Is it possible to have configuration elsewhere

Yes, you can use an external configuration system like HashiCorp Vault, AWS Secrets Manager, Azure Key Vault, etc., instead of putting all secrets and connection details into .env. Laravel's default use of the .env file is for convenience and local development, but it’s not mandatory in production, especially for secrets management.

✅ Overview of What You're Asking

Your .env is bloating with multiple service credentials (MQTT, AMQP, DBs, Redis, Elasticsearch, etc.).
You want to offload these to a centralized secrets manager.
You're okay with customizing Config::get() calls.
You're unsure which internal Laravel variables must come from .env.

🔧 Options & Implementation

1. Use Vault (or other secret stores) on Boot

You can integrate Vault (or any other system) during the application boot and override configuration values programmatically.

Step-by-step:

a. Pull Secrets on Boot

Edit your AppServiceProvider.php or make a custom SecretProviderServiceProvider and do something like:

public function register()
{
    if (app()->environment('production')) {
        $secrets = $this->getSecretsFromVault(); // pull from Vault/API
        config([
            'database.connections.mysql.username' => $secrets['db_user'],
            'database.connections.mysql.password' => $secrets['db_pass'],
            'cache.stores.redis.password' => $secrets['redis_pass'],
            'queue.connections.rabbitmq.host' => $secrets['amqp_host'],
            // etc.
        ]);
    }
}

b.
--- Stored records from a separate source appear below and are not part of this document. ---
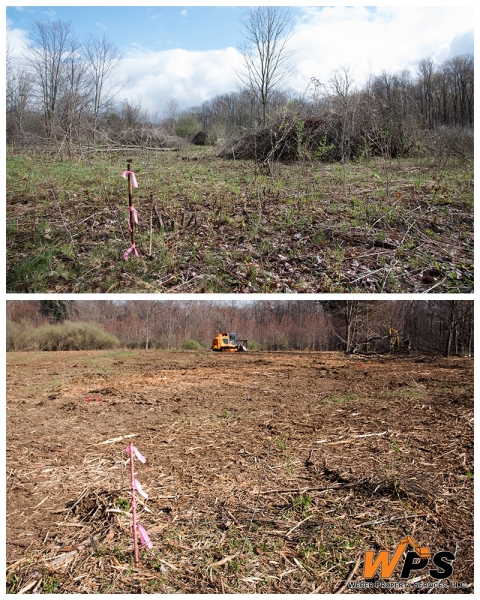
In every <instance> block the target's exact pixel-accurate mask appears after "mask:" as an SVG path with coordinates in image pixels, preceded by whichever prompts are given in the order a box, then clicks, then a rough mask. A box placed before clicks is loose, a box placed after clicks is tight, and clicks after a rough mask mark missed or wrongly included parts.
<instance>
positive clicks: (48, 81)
mask: <svg viewBox="0 0 480 600" xmlns="http://www.w3.org/2000/svg"><path fill="white" fill-rule="evenodd" d="M31 41H32V47H31V49H30V54H29V56H28V62H29V64H30V65H31V67H32V69H33V71H34V73H35V74H36V81H37V85H38V96H39V98H38V99H39V103H40V106H41V108H42V111H43V122H44V126H45V131H46V134H47V136H48V137H50V138H53V137H54V122H55V119H56V117H57V109H58V104H59V99H60V96H61V93H62V91H63V90H62V86H63V83H64V76H65V64H66V62H67V60H68V58H69V56H70V55H71V53H72V51H73V48H74V47H75V44H74V35H73V26H72V24H71V23H64V22H63V21H59V20H57V21H53V22H46V21H35V24H34V26H33V30H32V35H31Z"/></svg>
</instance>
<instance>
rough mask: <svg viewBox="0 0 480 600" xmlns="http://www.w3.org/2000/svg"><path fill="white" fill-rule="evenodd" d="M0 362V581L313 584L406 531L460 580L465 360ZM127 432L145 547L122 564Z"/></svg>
mask: <svg viewBox="0 0 480 600" xmlns="http://www.w3.org/2000/svg"><path fill="white" fill-rule="evenodd" d="M7 359H8V369H7V381H8V400H7V591H10V592H14V593H18V592H23V593H42V592H44V593H45V592H58V593H179V592H180V593H224V594H227V593H332V592H336V591H344V590H345V589H346V581H347V580H348V579H349V578H350V579H351V580H352V581H354V582H358V581H362V579H363V577H362V561H363V556H364V552H365V550H367V549H372V550H375V551H376V552H378V551H379V550H381V549H387V550H390V551H391V552H393V550H394V548H395V547H396V545H397V543H398V542H399V541H400V539H402V538H403V537H405V536H406V535H412V536H413V537H414V538H415V539H416V540H417V541H418V542H419V543H421V544H422V545H425V546H428V547H429V548H431V549H432V552H437V551H440V550H450V551H451V552H454V553H455V556H456V558H455V561H454V574H453V575H452V577H451V578H450V581H452V582H456V583H462V582H463V583H464V584H465V586H466V587H464V588H459V589H455V590H453V591H464V592H469V593H472V592H473V362H472V361H471V360H470V359H450V360H445V359H433V358H426V357H420V356H418V357H416V358H414V357H409V358H392V357H383V358H382V357H376V358H370V359H368V358H365V357H353V356H352V357H349V358H346V357H343V356H338V355H336V354H333V353H282V354H274V353H273V354H272V353H270V354H266V353H265V354H263V353H250V354H248V353H247V354H242V355H220V356H219V355H216V354H213V353H212V354H202V353H200V354H199V353H172V354H167V353H156V352H151V353H150V352H149V353H145V352H136V351H135V352H118V351H117V352H69V353H9V354H8V356H7ZM131 439H133V440H134V442H135V445H136V446H137V447H138V448H139V450H140V451H141V452H142V454H144V456H146V458H147V461H148V462H147V464H145V465H141V468H140V469H139V470H141V474H140V473H138V476H139V479H140V480H141V482H142V487H143V489H144V490H145V491H147V492H148V494H149V498H148V500H146V501H144V500H142V503H141V504H140V506H138V507H137V508H138V509H139V510H138V518H139V521H140V522H141V523H142V525H143V526H144V527H145V528H146V529H147V531H148V533H149V535H150V537H151V539H152V541H153V544H154V548H153V550H151V551H143V552H142V553H141V558H140V564H139V566H138V568H136V567H135V566H134V563H133V556H132V539H131V532H130V513H129V510H130V506H129V501H128V499H129V476H128V457H127V455H126V453H125V452H124V448H125V446H126V445H127V444H128V443H129V441H130V440H131ZM397 575H398V574H397ZM418 576H419V577H420V578H421V580H422V581H423V582H432V581H433V580H432V579H431V577H430V576H429V574H428V569H425V570H424V571H421V572H419V574H418ZM397 579H398V577H397ZM438 591H441V590H438ZM443 591H445V590H443ZM447 591H448V590H447Z"/></svg>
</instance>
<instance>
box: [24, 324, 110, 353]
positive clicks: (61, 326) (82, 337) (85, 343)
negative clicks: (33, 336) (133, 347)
mask: <svg viewBox="0 0 480 600" xmlns="http://www.w3.org/2000/svg"><path fill="white" fill-rule="evenodd" d="M35 339H36V345H37V348H38V349H39V350H106V349H110V348H116V347H118V346H119V344H120V342H119V341H118V339H117V338H116V337H115V336H113V335H110V334H109V333H107V332H106V331H104V330H103V329H101V328H100V327H99V326H98V325H91V324H90V323H71V322H69V321H66V322H65V323H62V324H58V325H41V326H40V327H38V329H37V330H36V331H35Z"/></svg>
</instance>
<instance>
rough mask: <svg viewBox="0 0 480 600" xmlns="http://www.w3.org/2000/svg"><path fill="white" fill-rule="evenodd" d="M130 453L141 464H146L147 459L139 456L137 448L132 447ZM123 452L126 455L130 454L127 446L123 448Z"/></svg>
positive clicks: (140, 456) (128, 446)
mask: <svg viewBox="0 0 480 600" xmlns="http://www.w3.org/2000/svg"><path fill="white" fill-rule="evenodd" d="M132 451H133V453H134V454H135V456H136V457H137V458H138V460H139V461H140V462H143V464H145V463H146V462H147V459H146V458H145V457H144V456H143V454H140V452H139V451H138V448H136V447H135V446H132ZM125 452H126V453H127V454H130V446H127V447H126V448H125Z"/></svg>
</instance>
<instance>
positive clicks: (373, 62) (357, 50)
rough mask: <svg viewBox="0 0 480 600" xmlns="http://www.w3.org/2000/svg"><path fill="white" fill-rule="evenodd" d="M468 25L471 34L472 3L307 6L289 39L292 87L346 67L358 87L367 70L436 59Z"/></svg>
mask: <svg viewBox="0 0 480 600" xmlns="http://www.w3.org/2000/svg"><path fill="white" fill-rule="evenodd" d="M469 29H470V30H471V35H472V36H473V9H472V8H471V7H470V8H469V7H467V8H462V7H414V6H405V7H389V6H382V7H377V8H376V10H368V9H367V8H365V7H328V8H323V9H319V8H312V7H311V8H307V9H305V10H304V17H303V19H302V20H301V21H300V23H299V24H298V26H297V27H296V29H295V35H294V37H293V39H292V50H294V52H295V62H296V74H295V76H294V77H293V78H292V86H293V87H294V88H295V89H296V90H297V91H299V92H300V91H302V86H303V87H305V85H306V84H308V81H309V80H310V78H311V77H317V78H318V79H320V81H322V82H324V83H325V82H326V81H328V79H329V78H330V77H331V75H332V73H333V71H334V70H335V69H338V68H339V67H341V66H346V65H350V66H351V67H352V68H353V70H354V72H355V74H356V77H357V83H358V84H359V85H361V84H363V83H364V81H365V78H366V76H367V75H368V73H369V72H370V71H371V72H372V73H373V74H377V73H380V72H381V71H382V70H386V71H389V72H393V73H395V72H399V71H401V70H403V69H413V68H414V66H415V64H416V62H417V61H418V60H419V59H421V58H425V57H427V56H428V57H432V58H433V59H436V60H438V61H439V62H441V61H443V60H445V59H446V58H448V57H449V55H450V53H451V52H450V49H451V46H452V44H454V42H457V43H458V45H459V47H460V44H461V42H462V41H463V42H465V36H467V40H468V31H469ZM462 47H467V46H466V45H465V43H463V44H462ZM472 50H473V45H472Z"/></svg>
Use Vault SDK or HTTP API

You can use Guzzle or a Laravel Vault package like:

ryanwinchester/vault-php
Or direct HTTP call to Vault using Guzzle to fetch secrets.

c. Set only core ENV vars in `.env`

Your .env can then contain only:

APP_KEY=...
APP_ENV=production
VAULT_TOKEN=...
VAULT_ADDR=https://vault.yourdomain.com

2. Laravel Internal Configs That Must Be ENV

Some Laravel internals require values from .env before any config logic can run:

⚠️ Required in `.env` (or system-level ENV):

APP_KEY – Needed before Laravel encryption works.
APP_ENV, APP_DEBUG – Used in bootstrap/app.php.
LOG_CHANNEL, LOG_LEVEL – Logging setup runs early.
CACHE_DRIVER, QUEUE_CONNECTION – Drivers need early resolution.
.env is parsed before your app bootstraps.

You cannot use Config::get() to replace those unless Laravel has already bootstrapped.

💡 A workaround: define custom placeholder values in .env like:

DB_USERNAME=__vault__
DB_PASSWORD=__vault__

Then during boot, if you detect __vault__, replace it with real ones.

🛡️ Security Best Practices

Use system-level environment variables (e.g., on the server, Docker secrets).
Use Vault Agent Injector (for Kubernetes) or template rendering to write secrets to files on the container, which Laravel can read.
Don’t hardcode secrets in git-managed .env for production.

✅ Final Advice

Yes, external secret management is possible and advisable.
You must keep certain bootstrap-critical .env values.
For the rest, use AppServiceProvider or a custom bootstrapping class to inject secrets from Vault (or AWS Secrets Manager).
You can even build a custom Laravel Config loader if needed.